Piensa de forma recurrente que si el intendente se atreve siquiera a mirar al niño, le aplastará su grasienta cara con el gancho de los fogones, una y otra vez… Y debería haberle volcado la olla de las albóndigas encima, escaldarlo como un cerdo.
«Ayúdame —pide de nuevo—. Ayúdame, Jesús que estás en los cielos».
Sven-Erik Stålnacke, Krister Eriksson y Marcus salieron del coche donde acaba la pista de grava; en medio del bosque. Desde allí oían el río Rautasälven a lo lejos.
—Rebecka y Vera vendrán luego a buscarte —le dijo Krister a Marcus—. Yo tampoco estaré fuera mucho tiempo.
—Yo quiero ir contigo —se quejó Marcus cogiendo a Krister de la manga de la chaqueta.
—Me daré toda la prisa que pueda —prometió Krister.
En el sendero a través del bosque todavía quedaba nieve, pero estaba aplastada. Era como ir por un estrecho camino de hielo. De los árboles caían gotas de agua y fuera del camino, en el suelo, había placas de nieve. Ponían los pies sobre las plantas de arándanos y las piedras que aparecían por debajo del hielo para no resbalar.
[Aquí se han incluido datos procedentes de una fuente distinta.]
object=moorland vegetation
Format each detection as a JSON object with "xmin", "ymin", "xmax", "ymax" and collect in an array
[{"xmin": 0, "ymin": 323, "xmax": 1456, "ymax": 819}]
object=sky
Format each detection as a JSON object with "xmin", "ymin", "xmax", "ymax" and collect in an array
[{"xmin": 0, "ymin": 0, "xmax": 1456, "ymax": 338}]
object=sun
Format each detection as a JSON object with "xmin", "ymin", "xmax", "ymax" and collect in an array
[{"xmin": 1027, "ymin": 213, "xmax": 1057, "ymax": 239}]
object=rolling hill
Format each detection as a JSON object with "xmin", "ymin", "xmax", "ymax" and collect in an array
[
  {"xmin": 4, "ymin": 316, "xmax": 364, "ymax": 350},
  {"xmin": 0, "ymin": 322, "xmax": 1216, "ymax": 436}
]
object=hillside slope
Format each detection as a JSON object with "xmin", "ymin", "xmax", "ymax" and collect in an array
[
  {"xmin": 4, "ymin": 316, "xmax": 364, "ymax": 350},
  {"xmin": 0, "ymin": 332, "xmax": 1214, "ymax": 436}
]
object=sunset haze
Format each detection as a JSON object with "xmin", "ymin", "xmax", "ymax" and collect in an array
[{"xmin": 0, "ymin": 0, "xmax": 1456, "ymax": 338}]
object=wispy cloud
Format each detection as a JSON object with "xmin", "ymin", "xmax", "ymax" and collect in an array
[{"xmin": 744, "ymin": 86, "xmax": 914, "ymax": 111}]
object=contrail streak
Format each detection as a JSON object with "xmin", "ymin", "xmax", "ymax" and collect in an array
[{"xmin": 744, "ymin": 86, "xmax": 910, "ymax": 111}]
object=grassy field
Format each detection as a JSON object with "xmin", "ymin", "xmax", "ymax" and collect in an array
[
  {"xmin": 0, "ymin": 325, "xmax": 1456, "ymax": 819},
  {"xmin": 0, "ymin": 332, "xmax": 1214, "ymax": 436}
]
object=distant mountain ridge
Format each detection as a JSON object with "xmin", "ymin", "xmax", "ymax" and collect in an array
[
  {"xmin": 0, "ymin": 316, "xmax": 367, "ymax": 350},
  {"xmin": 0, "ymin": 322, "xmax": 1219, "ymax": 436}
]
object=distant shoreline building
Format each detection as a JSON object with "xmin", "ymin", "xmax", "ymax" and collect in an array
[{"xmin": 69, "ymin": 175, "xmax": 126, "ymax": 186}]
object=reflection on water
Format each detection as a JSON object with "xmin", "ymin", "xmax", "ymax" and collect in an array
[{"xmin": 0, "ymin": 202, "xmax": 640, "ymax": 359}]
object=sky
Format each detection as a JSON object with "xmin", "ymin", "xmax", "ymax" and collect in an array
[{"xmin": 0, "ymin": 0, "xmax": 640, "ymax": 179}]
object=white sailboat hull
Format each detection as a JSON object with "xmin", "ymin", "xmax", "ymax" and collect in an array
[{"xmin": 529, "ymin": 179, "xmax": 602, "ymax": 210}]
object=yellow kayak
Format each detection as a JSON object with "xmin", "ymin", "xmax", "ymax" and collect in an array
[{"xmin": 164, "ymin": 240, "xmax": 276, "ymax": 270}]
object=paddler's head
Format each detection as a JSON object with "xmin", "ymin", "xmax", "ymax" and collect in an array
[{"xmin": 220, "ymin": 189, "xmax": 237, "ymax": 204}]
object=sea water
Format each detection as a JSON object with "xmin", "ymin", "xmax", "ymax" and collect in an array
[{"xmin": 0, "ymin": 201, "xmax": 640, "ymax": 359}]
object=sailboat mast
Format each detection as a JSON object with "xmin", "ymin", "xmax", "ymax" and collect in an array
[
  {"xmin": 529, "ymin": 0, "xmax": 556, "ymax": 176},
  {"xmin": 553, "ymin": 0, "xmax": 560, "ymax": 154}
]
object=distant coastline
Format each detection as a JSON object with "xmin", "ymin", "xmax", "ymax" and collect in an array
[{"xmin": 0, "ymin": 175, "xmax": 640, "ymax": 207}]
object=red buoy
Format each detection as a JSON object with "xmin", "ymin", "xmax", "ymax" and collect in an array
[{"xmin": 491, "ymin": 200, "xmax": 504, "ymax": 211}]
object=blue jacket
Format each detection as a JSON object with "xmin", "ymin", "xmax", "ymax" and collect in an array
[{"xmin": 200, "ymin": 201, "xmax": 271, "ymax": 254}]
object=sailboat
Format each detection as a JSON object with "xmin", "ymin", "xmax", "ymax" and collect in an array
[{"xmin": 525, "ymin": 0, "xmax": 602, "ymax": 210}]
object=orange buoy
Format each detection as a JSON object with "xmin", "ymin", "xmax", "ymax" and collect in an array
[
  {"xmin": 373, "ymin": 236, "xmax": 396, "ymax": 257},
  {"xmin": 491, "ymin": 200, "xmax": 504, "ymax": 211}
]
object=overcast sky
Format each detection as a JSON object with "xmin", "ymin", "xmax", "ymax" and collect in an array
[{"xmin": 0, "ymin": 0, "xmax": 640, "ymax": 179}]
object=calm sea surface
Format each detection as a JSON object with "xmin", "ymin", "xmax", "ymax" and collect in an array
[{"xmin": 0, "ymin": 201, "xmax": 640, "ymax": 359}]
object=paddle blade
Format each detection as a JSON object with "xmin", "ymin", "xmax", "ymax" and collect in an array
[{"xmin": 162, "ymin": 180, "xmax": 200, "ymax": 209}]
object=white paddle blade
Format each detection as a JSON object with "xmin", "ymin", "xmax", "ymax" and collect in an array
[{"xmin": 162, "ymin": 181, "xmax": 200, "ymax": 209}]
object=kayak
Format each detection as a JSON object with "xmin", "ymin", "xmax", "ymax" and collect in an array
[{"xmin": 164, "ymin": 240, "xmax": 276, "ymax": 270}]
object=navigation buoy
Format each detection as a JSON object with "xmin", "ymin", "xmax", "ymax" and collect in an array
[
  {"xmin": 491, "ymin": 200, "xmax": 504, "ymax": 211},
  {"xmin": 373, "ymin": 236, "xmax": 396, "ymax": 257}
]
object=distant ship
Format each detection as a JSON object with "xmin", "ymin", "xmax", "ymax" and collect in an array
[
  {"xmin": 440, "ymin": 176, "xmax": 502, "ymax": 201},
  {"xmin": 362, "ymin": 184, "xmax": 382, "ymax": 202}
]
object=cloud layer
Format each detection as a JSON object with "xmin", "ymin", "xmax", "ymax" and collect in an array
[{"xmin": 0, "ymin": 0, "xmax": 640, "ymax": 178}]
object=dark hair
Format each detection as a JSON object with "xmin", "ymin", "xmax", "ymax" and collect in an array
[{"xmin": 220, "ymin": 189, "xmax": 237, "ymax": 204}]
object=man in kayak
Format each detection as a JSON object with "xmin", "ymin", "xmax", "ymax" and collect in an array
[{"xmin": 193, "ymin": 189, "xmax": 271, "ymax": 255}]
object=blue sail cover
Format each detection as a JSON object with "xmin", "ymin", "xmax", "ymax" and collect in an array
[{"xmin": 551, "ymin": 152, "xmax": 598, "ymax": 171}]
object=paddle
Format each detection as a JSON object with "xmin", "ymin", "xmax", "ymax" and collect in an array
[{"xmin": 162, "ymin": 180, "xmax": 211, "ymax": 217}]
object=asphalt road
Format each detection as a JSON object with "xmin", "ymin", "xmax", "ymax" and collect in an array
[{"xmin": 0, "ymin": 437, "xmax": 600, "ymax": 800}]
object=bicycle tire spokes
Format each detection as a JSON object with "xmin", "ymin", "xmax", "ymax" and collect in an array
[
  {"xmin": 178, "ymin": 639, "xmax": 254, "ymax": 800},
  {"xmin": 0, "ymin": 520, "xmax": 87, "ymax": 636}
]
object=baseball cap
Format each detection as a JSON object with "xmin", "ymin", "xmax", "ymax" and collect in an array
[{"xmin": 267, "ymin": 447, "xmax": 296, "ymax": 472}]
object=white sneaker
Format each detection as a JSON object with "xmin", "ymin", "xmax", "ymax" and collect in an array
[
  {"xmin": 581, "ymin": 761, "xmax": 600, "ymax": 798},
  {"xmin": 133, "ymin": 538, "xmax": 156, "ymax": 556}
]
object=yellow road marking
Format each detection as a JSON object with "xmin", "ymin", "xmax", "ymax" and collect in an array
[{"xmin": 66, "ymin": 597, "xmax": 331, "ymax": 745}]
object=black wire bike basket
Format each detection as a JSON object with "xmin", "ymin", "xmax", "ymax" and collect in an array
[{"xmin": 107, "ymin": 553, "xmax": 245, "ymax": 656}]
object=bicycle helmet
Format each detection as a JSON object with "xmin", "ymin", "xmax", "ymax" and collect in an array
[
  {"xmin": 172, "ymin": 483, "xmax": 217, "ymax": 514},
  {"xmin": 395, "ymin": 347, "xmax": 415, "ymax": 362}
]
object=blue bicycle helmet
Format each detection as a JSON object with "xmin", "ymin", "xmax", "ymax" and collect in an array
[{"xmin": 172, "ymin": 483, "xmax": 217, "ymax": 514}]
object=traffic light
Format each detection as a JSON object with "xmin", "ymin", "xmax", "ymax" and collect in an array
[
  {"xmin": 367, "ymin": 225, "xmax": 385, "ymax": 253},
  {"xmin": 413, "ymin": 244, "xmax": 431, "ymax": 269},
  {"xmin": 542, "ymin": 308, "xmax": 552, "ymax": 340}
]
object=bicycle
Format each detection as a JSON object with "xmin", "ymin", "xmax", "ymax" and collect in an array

Estaba despejado, constató Krister sin atreverse a dejar de mirar el camino. El cielo parecía más alto. Las nubes se habían disipado.
Una escalera de madera llevaba hasta una turbera y allí había un camino hecho de tablas. Los peldaños de la escalera estaban resbaladizos y sobre las tablas se había formado una capa de hielo. Era casi imposible andar.
—Vamos, Sven-Erik, estilo y gracia como cuando te lo has hecho en los pantalones —murmuró—. Me voy a matar.
Después llamó a Marcus.
—Ve con cuidado, muchacho.
—Críos… —murmuró luego—. Cuando era como él yo también iba así.
Con la falta de miedo y el equilibrio de los chiquillos, Marcus les llevaba un buen trecho de ventaja. Con las rodillas ágiles y los pasos rápidos.
A lo lejos, junto a la linde del bosque, apareció un hombre en el camino de madera. Levantó la mano para saludar.
—¿Marcus?
Krister y Sven-Erik se pararon. Devolvieron el saludo con cautela.
—¡Ya lo cojo yo aquí! —gritó el hombre—. ¡Maja está junto a las cabañas! ¡Esto resbala mucho! ¡Ya podéis volver!
—Ah, bueno. Es su novio —dijo Sven-Erik a Krister—. Örjan, creo que se llama. Estaba en su casa cuando La Peste nos llevó a todos para interrogar a Maja. Deberías haber estado tú también. El fantoche del fiscal… Vámonos. Estaré contento si vuelvo vivo al coche.
—¡Adiós! —gritó Krister—. ¡Máximo una hora. Saluda a Maja y dale las gracias!
Dieron media vuelta y con sumo cuidado subieron por la escalera. El hombre de la linde del bosque llamó a Marcus.